The vet removed it and asked if I wanted it to be sent away for analysis. He told me that there was no option of treatment if it turned out to be cancerous. I felt it was better not knowing whether Rosie had cancer if there was nothing that could be done, so I did not have the lump analyzed. I was told to keep checking for any reoccurrence.
Six months later, I noticed another lump near the top of the wound in the middle of her tummy. The vet removed it and analysis has revealed that it is a low-grade cancer. Once again, he says there is no treatment available, only vigilance.
My concern is that she is 13 years old and her last operation was quite a big one for her age. What if a lump comes back again? Should she have more surgery? Is there anything I can do to try to slow the recurrence down, or anything the vet could do for her?
The vet told me that chemotherapy could knock her about and as the cancer is low-grade, I feel that chemo should not be an option. What do you suggest?
Vet Andrea Harvey advises: I am very sorry to hear about your cat’s mammary tumours; what a shock for you.
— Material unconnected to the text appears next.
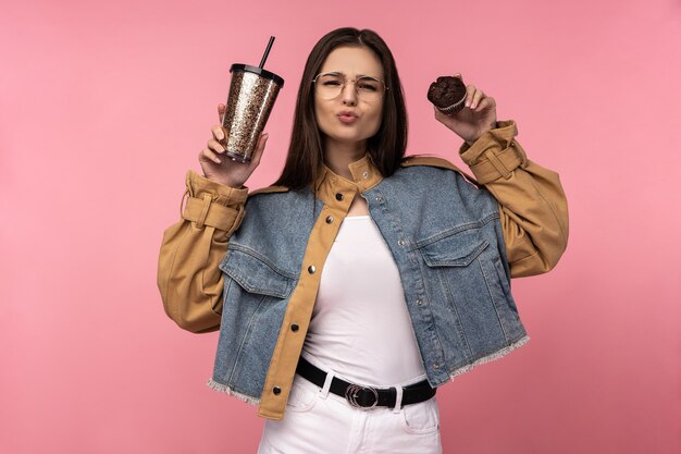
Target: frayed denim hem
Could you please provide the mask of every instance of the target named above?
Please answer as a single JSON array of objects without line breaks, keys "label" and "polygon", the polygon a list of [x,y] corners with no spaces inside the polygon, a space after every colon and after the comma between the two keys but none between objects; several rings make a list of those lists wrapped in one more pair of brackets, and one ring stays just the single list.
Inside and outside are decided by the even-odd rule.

Unfortunately, mammary tumours in cats do tend to be very malignant, and without having seen the lump, assessed your cat or seen the biopsy report myself, it is difficult to be more precise about what the prognosis for her is, and if anything more can be done.
The best chance for effective treatment for the cancer is complete removal of the mass with what we call ‘wide margins’. This means that when it is removed we want to have also removed a good area of cancer-free tissue on each side of the tumour as well, in order to reduce the risk of its recurrence.
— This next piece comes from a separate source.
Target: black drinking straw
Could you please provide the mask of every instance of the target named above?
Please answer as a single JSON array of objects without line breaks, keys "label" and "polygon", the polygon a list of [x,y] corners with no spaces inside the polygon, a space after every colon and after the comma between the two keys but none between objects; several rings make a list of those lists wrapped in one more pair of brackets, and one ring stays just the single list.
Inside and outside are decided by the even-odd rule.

If the biopsy result showed ‘cancer-free margins’ suggesting that it was all removed, that is a good sign. Although it is frustrating that it has grown back since the first surgery, the fact that it has taken a few months to grow back is relatively good, as often these tumours will grow back and spread extremely quickly.
While there are chemotherapy options that may help reduce the risk of recurrence, as your vet says, there are risks associated with chemotherapy, and it won’t be guaranteed to help at all since these types of tumours tend to be relatively unresponsive to chemotherapy.
If you want to explore every possible treatment option available I would suggest speaking to your vet about referral to an oncologist. These are vets who specialize in treating cancer and will be able to give you the best advice regarding further management of her.